Of course, I cannot speak for every teacher who has encountered the science of reading after years of teaching so I encourage others to share if they feel inspired to do so. Here’s what’s true for me:
Guilt isn’t what changed my teaching.
At the time I was using ineffective techniques for teaching reading, I did not know that is what I was doing. Once I became skilled in a more effective approach and began to see the difference it made for students, that’s when I began to feel guilty. Only when I knew what student success looked like was I able to look back and see the missed opportunities.
Guilt isn’t what drives me to do better.
When a wave of guilt hits me (as it did in an interview with Emily), I am at risk of wallowing. Sometimes I need to sit with the feeling, other times I can shake it off more quickly. Several times I have attempted to write letters of apology to my former students, only to realize how selfish it is for me to burden them with my guilt. They get nothing from me feeling bad, but they get something from me taking action and getting them the instruction I wish I had provided.
I am deeply committed to our pilot-project in Oakland which is designed to help teachers, coaches and principals learn evidence-based reading instruction. It’s not fueled by guilt; no one would be willing to participate were I to lead based on a desire to avoid shame. On the contrary, my work is appealing to others because I am inspired and I believe that better is possible for our kids and teachers.
Other teachers’ guilt does not help my work.
But I do empathize! I have spent many a coaching session, happy hour, and PLC discussing the feelings of guilt that can be stirred by the 20/20 vision of hindsight. I believe that time has been well-spent because, on the other side of it, I can often support teachers in pushing through to face another day, a better day, of teaching. Some teachers I have helped have become coaches and instructional leads, supporting others. This community is important, but guilt is not a requirement of membership into the club of evidence-based instruction.

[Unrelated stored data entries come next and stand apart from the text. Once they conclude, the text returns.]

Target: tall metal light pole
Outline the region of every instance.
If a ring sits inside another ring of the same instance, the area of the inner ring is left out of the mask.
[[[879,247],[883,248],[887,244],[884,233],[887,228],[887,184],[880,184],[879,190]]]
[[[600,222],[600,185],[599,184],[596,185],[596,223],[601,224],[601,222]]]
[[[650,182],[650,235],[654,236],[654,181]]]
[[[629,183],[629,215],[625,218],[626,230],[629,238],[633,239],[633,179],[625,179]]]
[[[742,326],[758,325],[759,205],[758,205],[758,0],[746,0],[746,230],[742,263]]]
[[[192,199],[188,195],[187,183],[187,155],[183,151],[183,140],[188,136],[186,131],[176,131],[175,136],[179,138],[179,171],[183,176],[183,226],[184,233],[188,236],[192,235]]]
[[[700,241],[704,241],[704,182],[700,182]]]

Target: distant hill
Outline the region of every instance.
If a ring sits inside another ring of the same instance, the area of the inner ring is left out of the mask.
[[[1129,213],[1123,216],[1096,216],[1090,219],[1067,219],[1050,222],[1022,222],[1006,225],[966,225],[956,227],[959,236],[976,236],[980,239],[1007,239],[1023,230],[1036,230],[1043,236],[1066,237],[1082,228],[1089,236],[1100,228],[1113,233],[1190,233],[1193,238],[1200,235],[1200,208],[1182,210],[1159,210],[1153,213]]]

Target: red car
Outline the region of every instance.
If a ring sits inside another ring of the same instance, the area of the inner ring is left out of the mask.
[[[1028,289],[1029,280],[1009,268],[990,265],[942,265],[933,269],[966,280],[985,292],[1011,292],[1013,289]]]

Some teachers feel plenty of guilt, but it does not drive them to improve instruction. Some lose their confidence and then avoid the very teaching that would help this year’s students escape a tradition of low performance. Others are frequently absent or they quit (even mid-year).

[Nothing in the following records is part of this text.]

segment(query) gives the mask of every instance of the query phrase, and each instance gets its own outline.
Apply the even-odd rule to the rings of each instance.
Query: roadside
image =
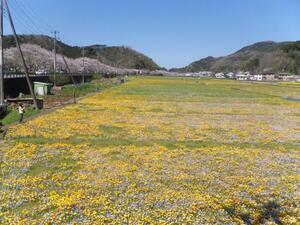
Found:
[[[107,88],[114,87],[120,83],[119,78],[97,78],[84,84],[76,86],[76,99],[91,93],[97,93]],[[45,96],[44,109],[73,103],[73,85],[65,85],[53,90],[52,95]]]
[[[76,86],[76,101],[101,92],[108,88],[119,85],[120,78],[96,78],[89,83],[78,84]],[[65,85],[59,89],[53,90],[52,95],[44,97],[44,107],[42,110],[35,110],[32,107],[27,107],[23,122],[32,120],[37,116],[47,114],[58,108],[64,107],[68,104],[74,103],[73,85]],[[0,123],[4,125],[4,129],[8,129],[9,126],[17,124],[19,120],[19,114],[15,106],[9,106],[6,115],[0,118]],[[0,135],[0,140],[1,140]],[[1,142],[0,142],[1,143]]]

Other teachers show no signs of guilt and yet they transform their teaching based on new knowledge.
Teacher I Coached: “We’ve been teaching these kids wrong for years…”

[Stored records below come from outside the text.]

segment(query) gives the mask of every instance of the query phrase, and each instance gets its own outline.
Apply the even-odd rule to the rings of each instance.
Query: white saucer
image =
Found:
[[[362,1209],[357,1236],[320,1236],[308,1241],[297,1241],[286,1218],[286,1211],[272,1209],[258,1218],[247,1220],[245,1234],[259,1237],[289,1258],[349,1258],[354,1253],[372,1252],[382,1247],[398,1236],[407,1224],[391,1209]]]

Me: “How does that make you feel?”
Teacher: “It makes me feel like I’d better do better tomorrow. Can you show me how to do Heggerty?”
I worry that if advocates believe that teacher guilt is a necessary phase of growth, we will undermine the quest for improved instruction. Guilt may have the power to make us stop doing something, but I don’t believe that it is a good source of long-term motivation. Shame is no rallying cry. Leaders of instructional change need to come from a place of confidence; they need to inspire. Teachers need and deserve to be treated as professionals and crying on the job should not be a requirement.
What might be more effective than promoting teacher guilt and shame?
- Sharing success stories
- Leading by example
- High-quality training
- Ongoing support
It’s important that supporters of instructional change know that teacher-guilt is a frequent, but not required, component of changing practice. Making a teacher feel bad is not part of healthy advocacy. Teaching is exhausting and we need fuel, so give us hope and some guidance and we’ll turn what’s offered into the best instruction we know how to deliver.